Do you mind PM'ing me what company you got your insurance through and who you went through to get the policy? Thanks!


----------



## fmartin_gila (May 15, 2011)

hogrider said:


> None of my business, but I do think you should sort that out, not so much for your own cover, but should you be involved in an accident causing death or injury to a third party.


The required minimum insurance does cover third party liability. It will not reimburse yourself foryour loss, only other persons/things.

Does seem to be about the standard price as mine was P610.

Fred


----------



## magsasaja (Jan 31, 2014)

fmartin_gila said:


> The required minimum insurance does cover third party liability. It will not reimburse yourself foryour loss, only other persons/things.
> 
> 
> Fred


In theory it is does, however in practice it is worthless.


----------



## hogrider (May 25, 2010)

HondaGuy said:


> Do you mind PM'ing me what company you got your insurance through and who you went through to get the policy? Thanks!
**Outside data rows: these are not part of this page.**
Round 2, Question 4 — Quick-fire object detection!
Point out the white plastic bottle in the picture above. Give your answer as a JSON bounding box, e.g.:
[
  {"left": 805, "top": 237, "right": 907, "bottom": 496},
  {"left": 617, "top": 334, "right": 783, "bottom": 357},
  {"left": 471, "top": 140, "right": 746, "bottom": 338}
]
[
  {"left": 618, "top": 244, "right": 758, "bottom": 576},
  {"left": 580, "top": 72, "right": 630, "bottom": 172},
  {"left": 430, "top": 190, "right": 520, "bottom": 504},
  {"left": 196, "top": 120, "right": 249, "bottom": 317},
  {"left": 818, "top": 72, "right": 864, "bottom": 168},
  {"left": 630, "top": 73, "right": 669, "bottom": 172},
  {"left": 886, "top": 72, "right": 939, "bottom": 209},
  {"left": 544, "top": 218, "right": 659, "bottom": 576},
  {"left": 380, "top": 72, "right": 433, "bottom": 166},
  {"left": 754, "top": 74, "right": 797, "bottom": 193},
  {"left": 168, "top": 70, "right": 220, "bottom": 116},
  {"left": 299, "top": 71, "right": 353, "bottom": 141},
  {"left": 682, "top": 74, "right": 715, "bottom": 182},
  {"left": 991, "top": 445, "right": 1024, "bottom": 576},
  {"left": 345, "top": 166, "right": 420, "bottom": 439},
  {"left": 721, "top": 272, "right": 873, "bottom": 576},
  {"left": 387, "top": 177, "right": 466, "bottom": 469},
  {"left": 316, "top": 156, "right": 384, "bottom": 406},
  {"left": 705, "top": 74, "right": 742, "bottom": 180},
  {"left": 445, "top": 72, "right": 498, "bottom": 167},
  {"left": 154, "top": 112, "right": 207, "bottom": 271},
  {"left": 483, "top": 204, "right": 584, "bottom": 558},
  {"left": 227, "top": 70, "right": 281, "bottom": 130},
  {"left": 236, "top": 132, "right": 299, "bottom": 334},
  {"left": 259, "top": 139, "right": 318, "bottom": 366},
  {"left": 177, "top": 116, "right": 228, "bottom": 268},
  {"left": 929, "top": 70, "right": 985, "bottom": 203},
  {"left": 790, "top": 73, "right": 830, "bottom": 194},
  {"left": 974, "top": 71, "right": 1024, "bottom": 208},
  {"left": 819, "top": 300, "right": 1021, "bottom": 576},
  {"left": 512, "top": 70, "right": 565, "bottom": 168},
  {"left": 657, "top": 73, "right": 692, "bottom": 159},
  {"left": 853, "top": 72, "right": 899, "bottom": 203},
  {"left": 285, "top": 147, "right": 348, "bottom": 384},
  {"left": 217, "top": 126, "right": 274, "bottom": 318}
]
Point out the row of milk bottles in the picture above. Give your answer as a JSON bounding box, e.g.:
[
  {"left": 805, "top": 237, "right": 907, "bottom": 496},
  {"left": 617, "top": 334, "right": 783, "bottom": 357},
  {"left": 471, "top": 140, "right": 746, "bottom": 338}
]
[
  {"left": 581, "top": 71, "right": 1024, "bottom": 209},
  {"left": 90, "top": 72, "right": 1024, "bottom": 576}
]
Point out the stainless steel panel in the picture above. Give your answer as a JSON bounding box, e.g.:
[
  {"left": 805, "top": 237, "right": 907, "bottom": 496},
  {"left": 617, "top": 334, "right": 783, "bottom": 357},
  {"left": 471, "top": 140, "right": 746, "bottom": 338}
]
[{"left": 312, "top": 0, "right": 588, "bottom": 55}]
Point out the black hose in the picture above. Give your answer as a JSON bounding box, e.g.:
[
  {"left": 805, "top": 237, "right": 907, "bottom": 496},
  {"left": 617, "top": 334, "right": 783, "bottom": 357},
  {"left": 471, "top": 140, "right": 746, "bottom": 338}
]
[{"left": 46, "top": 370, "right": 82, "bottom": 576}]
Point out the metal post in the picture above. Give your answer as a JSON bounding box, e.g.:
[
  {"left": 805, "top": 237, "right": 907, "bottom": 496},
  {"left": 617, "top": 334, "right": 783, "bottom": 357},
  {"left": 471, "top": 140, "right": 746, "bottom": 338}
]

PM sent, I went straight to their office in Davao City. Took about 20 min in all to arrange. I chose this company based on a recommendation of my builder. He uses the company himself.


----------



## JoshBlue82 (Mar 25, 2018)

Does anyone have any idea pprox what coverage would cost on a 2 bedroom condo in makati, i paid about 9m for. Looking for the best coverage possible.Thanks


----------



## bigpearl (Jan 24, 2016)

hogrider said:


> PM sent, I went straight to their office in Davao City. Took about 20 min in all to arrange. I chose this company based on a recommendation of my builder. He uses the company himself.


Hey Dave, Does this company have branches through out PH? Do they also do comprehensive insurance for motor vehicles?
Could you PM me the company details and I will check them out. 
Our bank, BDO does house insurance but knowing how slow they can be I hesitate to see them at this stage.

Cheers, Steve.


----------



## Gary D (Oct 28, 2013)

Be very wary of agents, always go to a branch or main office, agents have been known to pocket your premium and if you claim the company will just shrug their shoulders. You could try and sue the agent but they won't have any money so you loose.


----------



## hogrider (May 25, 2010)

bigpearl said:


> Hey Dave, Does this company have branches through out PH? Do they also do comprehensive insurance for motor vehicles?
> Could you PM me the company details and I will check them out.
> Our bank, BDO does house insurance but knowing how slow they can be I hesitate to see them at this stage.
> 
> Cheers, Steve.


Hi Steve, pm sent
Cheers


----------



## Asian Spirit (Mar 1, 2010)

*Moderator Note*

Guys,,,,,, If someone is asking for information for a business or type of business it *IS* ok to list the company name including links in open forum..


----------



## hogrider (May 25, 2010)

OK then, with mods blessing, the insurance company I went with is UCPB Gen
https://www.ucpbgen.com
No affiliation with them at all, and I haven't had cause to make any claim or test them out in any way. I chose them based on the personal recommendation of my house builder.


----------